Leaders in the DA regularly voice their concerns over officials they deem to be ANC employees intent on sabotaging the opposition led government.
Msimanga and the city manager he had appointed, Dr Moeketsi Mosola, were at odds with each other. Mosola had ties with Agang SA when he had been brought on board, but further than that had no government experience at a local level.
The mayor has attempted to suspend Mosola after the irregular GladAfrica tender, but both the ANC and EFF had teamed up to block this move.
The municipal council holds the power, as far as employees are concerned, and is tasked with ensuring the city manager complies with his obligations.
In a nutshell, the DA-led city government is obliged to the EFF and powerless against the ANC.
This leaves the Democratic Alliance in Tshwane at a crossroads. Either it can continue to hemorrhage millions a day or it can go to court and have the council's decision overturned.
The court route depends on the party being able to prove Mosola did something illegal. However, should the DA linger too long before making a decision, it risks involvement from the ANC-led national government.
Professor Steven Friedman, political analyst, says he was intrigued by the EFF's move to support the DA, at least with no transparent pay off.

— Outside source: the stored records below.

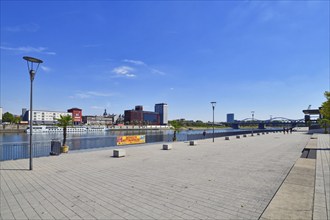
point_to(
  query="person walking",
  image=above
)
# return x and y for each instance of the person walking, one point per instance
(204, 134)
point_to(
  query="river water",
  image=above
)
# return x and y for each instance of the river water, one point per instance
(16, 146)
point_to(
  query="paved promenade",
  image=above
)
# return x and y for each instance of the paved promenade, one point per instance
(228, 179)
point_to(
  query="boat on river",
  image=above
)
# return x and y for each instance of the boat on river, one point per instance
(71, 129)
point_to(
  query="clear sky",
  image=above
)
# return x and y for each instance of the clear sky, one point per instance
(271, 57)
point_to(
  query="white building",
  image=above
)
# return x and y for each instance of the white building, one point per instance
(44, 117)
(162, 109)
(0, 114)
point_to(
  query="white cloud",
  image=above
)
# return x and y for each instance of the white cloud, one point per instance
(45, 68)
(32, 27)
(90, 94)
(136, 62)
(155, 71)
(141, 63)
(124, 71)
(28, 49)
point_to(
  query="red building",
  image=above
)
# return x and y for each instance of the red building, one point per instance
(140, 116)
(76, 115)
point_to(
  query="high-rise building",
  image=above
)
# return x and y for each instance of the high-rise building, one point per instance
(140, 116)
(230, 118)
(76, 115)
(0, 115)
(162, 109)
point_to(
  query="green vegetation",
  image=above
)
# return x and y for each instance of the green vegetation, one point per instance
(325, 112)
(177, 125)
(64, 122)
(8, 117)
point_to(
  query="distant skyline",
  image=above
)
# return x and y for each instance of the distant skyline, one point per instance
(270, 57)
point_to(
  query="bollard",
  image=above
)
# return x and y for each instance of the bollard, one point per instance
(167, 146)
(192, 143)
(119, 153)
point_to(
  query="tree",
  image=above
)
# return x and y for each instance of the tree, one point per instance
(64, 122)
(176, 126)
(8, 117)
(325, 112)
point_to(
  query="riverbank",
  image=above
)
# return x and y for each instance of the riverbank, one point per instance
(227, 179)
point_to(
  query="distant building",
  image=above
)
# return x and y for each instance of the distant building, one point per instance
(0, 114)
(99, 120)
(230, 118)
(76, 115)
(138, 116)
(162, 109)
(43, 117)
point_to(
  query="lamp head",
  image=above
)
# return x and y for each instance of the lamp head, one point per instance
(32, 59)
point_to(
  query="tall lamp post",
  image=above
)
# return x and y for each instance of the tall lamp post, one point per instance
(252, 112)
(213, 106)
(30, 62)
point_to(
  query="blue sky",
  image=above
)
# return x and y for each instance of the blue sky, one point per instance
(271, 57)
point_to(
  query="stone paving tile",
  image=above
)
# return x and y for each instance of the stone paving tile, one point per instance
(233, 179)
(322, 181)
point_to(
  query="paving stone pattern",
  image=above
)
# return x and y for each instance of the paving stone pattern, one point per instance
(233, 179)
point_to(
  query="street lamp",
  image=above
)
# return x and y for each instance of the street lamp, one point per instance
(30, 61)
(252, 112)
(213, 106)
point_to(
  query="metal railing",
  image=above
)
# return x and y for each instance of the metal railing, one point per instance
(13, 151)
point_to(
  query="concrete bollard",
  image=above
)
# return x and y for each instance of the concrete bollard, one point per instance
(167, 146)
(119, 153)
(192, 143)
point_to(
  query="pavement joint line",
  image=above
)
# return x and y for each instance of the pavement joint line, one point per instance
(221, 180)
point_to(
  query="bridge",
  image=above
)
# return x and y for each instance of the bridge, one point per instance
(273, 122)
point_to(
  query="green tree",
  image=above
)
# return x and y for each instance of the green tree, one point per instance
(176, 126)
(325, 112)
(8, 117)
(64, 122)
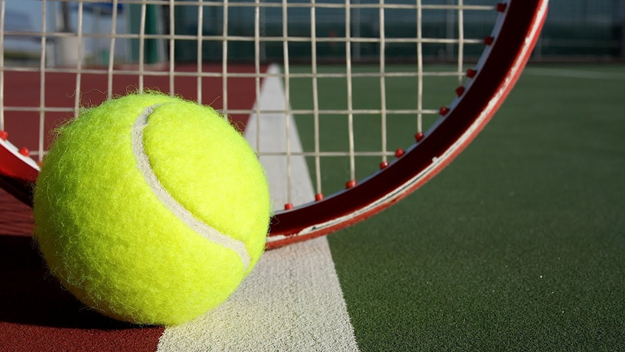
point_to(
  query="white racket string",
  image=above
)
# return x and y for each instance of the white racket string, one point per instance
(42, 81)
(287, 100)
(142, 46)
(382, 53)
(200, 20)
(79, 38)
(315, 92)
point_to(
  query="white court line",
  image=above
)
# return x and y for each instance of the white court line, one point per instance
(292, 300)
(553, 72)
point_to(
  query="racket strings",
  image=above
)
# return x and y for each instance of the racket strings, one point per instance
(261, 38)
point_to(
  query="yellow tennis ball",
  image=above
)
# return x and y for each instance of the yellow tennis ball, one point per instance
(151, 209)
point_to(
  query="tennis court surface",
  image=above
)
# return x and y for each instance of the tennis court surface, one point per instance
(518, 245)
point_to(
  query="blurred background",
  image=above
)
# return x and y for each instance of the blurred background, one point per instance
(576, 30)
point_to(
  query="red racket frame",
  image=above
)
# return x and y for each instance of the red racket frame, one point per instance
(506, 54)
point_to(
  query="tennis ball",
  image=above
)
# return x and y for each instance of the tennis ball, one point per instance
(151, 209)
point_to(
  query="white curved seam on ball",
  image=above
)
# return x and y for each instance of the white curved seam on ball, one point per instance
(143, 163)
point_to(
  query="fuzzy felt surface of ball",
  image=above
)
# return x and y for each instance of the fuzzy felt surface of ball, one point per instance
(151, 209)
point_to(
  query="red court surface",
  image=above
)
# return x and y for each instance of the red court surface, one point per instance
(22, 89)
(36, 314)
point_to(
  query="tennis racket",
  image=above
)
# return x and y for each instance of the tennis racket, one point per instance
(397, 47)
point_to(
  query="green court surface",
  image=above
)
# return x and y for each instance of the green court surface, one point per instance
(518, 245)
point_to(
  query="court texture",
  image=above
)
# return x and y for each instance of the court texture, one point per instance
(518, 245)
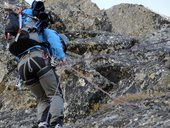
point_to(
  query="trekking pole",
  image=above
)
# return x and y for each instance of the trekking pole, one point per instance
(20, 23)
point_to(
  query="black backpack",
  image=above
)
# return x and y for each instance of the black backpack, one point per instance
(12, 23)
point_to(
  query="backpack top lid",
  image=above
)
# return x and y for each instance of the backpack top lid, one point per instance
(38, 6)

However, Friedman says that time has revealed the EFF has gained control of the tender processes, a more logical pay off for seeming submission.
The professor points out that the DA can boot Mosola, but cannot remain in power while it does so.
According to Friedman this lack of transparency among the parties can lead to a situation where services suffer in favor of these agreements, which are more about sharing the power than about the people.
So how has the DA in Tshwane gotten away with this failure to take accountability? According to Friedman, its simple: these isn't enough pressure on the party to act: “Politicians respond to pressure.”